Węgrom zagraża powódź stulecia
Węgrom zagraża powódź stulecia. Premier Ferenc Gyurcsany ogłosił w Budapeszcie i
innych regionach kraju stan klęski żywiołowej. Dunaj osiągnął
rekordowy w historii poziom wód.
03.04.2006 | aktual.: 03.04.2006 20:43
Stan alarmowy obwiązuje na trzech tysiącach kilometrów węgierskich rzek. Najtrudniejsza sytuacja jest na 150-kilometrowym odcinku Dunaju od granicy ze Słowacją do miejscowości Tass, położonej w odległości 50 km na południe od Budapesztu, a także w pobliżu rzeki Ipoly na północy Węgier.
W poniedziałek ewakuowano ok. 500 osób i planowane są dalsze ewakuacje z zagrożonych powodzią rejonów. Dunaj osiągnął tego dnia rekordowy poziom z 2002 r. - 8,48 m i stale się podnosi. We wtorek ma wynieść 8,60 m - powiedział minister ochrony środowiska Miklos Persanyi.
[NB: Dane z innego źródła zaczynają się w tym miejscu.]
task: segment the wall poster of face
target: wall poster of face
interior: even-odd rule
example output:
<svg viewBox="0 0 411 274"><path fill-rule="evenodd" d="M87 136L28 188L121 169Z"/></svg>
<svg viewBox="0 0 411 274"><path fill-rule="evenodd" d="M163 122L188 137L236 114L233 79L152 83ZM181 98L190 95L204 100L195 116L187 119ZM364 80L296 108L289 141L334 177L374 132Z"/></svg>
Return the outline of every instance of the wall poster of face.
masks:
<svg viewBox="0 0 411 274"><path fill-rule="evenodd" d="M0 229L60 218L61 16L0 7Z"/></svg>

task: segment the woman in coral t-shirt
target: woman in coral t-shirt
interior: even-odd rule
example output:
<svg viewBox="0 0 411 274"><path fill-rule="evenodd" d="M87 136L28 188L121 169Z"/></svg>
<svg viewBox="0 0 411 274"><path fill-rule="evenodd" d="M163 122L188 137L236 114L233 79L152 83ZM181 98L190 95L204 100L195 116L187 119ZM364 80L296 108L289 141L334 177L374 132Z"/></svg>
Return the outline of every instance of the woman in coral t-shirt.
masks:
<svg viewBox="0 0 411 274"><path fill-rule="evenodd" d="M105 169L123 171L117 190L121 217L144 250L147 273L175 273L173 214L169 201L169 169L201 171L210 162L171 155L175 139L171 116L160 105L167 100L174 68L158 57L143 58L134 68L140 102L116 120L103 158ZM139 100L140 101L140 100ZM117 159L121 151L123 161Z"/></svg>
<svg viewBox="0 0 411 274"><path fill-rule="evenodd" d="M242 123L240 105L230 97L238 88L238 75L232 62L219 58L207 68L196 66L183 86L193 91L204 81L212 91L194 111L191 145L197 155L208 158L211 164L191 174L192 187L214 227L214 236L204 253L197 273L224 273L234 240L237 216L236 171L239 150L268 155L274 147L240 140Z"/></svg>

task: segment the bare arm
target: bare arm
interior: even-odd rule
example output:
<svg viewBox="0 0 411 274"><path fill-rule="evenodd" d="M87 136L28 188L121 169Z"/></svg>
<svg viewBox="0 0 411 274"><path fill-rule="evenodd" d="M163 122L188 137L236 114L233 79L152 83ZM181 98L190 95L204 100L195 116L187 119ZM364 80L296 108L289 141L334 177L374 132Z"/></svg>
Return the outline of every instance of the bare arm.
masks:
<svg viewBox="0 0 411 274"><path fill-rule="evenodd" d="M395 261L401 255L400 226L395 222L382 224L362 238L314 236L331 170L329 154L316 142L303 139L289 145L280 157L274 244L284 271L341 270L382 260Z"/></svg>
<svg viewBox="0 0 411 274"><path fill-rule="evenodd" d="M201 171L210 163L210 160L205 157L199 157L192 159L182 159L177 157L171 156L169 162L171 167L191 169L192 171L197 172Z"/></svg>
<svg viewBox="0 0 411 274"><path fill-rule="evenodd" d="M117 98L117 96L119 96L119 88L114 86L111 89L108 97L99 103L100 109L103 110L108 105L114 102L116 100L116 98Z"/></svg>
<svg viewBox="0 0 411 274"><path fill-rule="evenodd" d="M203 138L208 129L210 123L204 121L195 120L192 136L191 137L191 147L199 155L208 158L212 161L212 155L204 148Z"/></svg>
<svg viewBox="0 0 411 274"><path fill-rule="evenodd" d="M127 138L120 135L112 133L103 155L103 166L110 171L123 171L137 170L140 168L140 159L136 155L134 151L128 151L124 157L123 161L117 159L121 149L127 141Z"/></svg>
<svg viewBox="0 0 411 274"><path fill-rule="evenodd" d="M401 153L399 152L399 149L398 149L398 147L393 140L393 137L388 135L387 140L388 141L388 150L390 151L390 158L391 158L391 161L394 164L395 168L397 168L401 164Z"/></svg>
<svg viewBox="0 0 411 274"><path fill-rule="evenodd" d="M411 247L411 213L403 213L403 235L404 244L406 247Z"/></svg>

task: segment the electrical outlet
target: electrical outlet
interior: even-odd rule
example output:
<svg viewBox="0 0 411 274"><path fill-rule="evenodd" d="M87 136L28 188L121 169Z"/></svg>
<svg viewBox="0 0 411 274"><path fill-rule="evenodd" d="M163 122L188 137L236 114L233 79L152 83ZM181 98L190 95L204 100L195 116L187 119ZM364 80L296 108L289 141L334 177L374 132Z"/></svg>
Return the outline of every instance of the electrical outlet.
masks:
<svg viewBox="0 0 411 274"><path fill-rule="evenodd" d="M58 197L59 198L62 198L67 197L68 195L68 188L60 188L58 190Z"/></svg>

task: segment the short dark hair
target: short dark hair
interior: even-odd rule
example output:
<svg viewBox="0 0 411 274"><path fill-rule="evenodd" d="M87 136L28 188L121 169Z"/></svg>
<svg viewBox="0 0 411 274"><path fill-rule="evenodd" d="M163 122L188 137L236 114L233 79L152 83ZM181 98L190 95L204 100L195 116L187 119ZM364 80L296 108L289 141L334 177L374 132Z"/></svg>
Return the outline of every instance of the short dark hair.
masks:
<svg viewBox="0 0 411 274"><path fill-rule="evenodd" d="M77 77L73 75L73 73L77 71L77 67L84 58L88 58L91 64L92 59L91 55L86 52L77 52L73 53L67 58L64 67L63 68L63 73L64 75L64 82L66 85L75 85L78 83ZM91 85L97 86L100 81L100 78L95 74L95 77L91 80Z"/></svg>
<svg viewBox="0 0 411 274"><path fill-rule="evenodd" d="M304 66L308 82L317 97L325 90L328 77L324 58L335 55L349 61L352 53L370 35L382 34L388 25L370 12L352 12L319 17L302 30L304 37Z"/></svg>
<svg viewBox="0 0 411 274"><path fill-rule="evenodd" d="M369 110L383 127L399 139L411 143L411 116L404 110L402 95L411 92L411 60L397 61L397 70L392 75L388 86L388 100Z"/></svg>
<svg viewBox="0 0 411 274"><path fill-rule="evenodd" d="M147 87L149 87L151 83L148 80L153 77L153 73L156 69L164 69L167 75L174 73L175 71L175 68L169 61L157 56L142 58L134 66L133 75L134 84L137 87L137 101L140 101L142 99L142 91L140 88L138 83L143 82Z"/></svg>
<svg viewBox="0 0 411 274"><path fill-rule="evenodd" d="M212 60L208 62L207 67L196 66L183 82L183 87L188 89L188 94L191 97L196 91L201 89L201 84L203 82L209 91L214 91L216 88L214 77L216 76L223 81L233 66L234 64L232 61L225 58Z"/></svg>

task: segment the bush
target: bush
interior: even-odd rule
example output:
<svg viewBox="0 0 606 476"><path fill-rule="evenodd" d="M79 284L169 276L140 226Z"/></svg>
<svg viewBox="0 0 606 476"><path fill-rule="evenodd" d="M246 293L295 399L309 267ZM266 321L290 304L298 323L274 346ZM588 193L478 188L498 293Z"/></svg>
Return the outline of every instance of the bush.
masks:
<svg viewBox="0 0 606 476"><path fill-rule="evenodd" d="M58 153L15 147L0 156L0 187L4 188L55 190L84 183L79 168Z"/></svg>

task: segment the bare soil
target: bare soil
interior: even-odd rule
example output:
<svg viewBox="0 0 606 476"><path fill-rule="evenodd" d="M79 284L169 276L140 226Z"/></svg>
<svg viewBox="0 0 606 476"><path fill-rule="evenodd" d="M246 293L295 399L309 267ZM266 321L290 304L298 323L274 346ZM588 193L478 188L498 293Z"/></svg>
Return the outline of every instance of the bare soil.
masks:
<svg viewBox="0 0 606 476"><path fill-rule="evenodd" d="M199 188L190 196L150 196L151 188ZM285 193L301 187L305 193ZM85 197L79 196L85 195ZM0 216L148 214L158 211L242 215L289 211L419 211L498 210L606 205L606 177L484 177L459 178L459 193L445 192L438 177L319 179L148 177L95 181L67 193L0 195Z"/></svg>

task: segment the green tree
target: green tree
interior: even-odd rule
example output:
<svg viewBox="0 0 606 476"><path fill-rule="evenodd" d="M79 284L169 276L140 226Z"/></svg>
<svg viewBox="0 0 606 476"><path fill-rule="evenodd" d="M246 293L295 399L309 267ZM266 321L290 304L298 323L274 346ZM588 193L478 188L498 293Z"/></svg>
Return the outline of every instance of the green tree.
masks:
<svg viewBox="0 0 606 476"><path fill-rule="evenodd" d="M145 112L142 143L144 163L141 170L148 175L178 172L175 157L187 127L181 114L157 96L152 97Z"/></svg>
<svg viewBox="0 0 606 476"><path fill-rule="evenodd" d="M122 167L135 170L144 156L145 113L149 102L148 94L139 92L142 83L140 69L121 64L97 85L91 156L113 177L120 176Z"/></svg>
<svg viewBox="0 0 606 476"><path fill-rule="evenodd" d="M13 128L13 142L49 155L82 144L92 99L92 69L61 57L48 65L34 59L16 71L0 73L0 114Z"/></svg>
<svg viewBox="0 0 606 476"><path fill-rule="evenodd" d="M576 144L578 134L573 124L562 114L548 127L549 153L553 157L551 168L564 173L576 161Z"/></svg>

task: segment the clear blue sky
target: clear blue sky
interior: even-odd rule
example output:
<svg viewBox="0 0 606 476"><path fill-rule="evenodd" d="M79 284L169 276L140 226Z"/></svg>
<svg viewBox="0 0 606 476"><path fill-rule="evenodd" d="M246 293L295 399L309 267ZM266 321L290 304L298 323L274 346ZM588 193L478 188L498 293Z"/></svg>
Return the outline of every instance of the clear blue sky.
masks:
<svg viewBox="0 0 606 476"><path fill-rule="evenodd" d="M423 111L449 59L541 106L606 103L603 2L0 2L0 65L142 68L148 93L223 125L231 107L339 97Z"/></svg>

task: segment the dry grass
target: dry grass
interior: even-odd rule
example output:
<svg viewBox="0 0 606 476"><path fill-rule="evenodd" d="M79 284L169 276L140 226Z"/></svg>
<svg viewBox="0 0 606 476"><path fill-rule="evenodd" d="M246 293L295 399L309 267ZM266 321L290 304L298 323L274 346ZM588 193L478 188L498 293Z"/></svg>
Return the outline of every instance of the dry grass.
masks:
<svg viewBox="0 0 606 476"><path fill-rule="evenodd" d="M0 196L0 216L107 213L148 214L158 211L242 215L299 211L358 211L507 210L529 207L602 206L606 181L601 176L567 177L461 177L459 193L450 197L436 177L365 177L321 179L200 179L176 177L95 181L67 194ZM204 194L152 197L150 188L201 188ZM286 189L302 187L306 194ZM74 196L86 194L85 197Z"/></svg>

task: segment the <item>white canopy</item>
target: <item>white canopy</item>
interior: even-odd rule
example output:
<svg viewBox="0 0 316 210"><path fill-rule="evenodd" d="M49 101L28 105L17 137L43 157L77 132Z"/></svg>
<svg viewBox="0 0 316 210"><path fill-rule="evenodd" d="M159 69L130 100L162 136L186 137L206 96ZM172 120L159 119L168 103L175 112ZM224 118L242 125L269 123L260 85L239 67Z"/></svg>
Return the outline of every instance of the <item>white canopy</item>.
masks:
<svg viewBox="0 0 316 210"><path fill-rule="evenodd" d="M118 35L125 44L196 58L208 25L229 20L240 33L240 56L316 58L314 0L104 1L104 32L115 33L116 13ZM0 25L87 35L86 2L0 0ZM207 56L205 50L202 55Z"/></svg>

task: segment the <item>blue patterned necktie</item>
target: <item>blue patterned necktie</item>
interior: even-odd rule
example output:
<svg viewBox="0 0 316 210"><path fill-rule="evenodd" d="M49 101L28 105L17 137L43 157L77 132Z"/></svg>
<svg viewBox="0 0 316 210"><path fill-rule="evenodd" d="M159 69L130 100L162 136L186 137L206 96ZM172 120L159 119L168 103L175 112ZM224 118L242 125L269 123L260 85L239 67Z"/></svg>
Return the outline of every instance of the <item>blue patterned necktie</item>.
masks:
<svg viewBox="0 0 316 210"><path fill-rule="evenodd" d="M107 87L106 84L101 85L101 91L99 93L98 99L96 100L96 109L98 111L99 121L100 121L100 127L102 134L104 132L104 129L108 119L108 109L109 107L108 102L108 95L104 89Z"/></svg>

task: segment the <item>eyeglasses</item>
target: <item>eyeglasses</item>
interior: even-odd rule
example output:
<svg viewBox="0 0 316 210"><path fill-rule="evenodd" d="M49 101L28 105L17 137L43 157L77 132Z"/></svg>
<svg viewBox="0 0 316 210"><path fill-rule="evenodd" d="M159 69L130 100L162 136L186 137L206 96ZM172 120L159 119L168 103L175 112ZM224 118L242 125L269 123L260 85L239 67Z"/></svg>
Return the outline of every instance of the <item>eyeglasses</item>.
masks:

W samym Budapeszcie poziom tej rzeki przekroczył 830 cm. Zalane są nie tylko bulwary, ale i część położonych niżej ulic na prawym brzegu rzeki. Burmistrz Budapesztu Gabor Demszky uspokaja, że "nie ma powodu do paniki. Miasto nie jest w niebezpieczeństwie. Zapory i bariery zapewniają bezpieczeństwo do poziomu wody wynoszącego 10 metrów".
Wiosenna powódź kosztowała już budżet Węgier trzy miliardy forintów (11,4 mln euro). Do tej pory na nadrzecznych terenach ułożono 4 mln worków z piaskiem. Powódź na Węgrzech stała się tematem politycznym przed pierwszą turą wyborów parlamentarnych, która odbędzie się w niedzielę.
Viktor Orban, przywódca głównej partii opozycyjnej Fidesz, zapowiedział, że jego ugrupowanie zamierza przekazać ze swego funduszu wyborczego kilka milionów forintów na walkę z żywiołem w stolicy kraju.
Teraz, gdy stoimy po kolana w wodzie, nie czas na wyliczanie czego rząd nie zrobił przez ostatnie cztery lata - powiedział Orban. Dodał, że jego rząd w latach 1998-2002 zbudował 203 kilometry wałów ochronnych.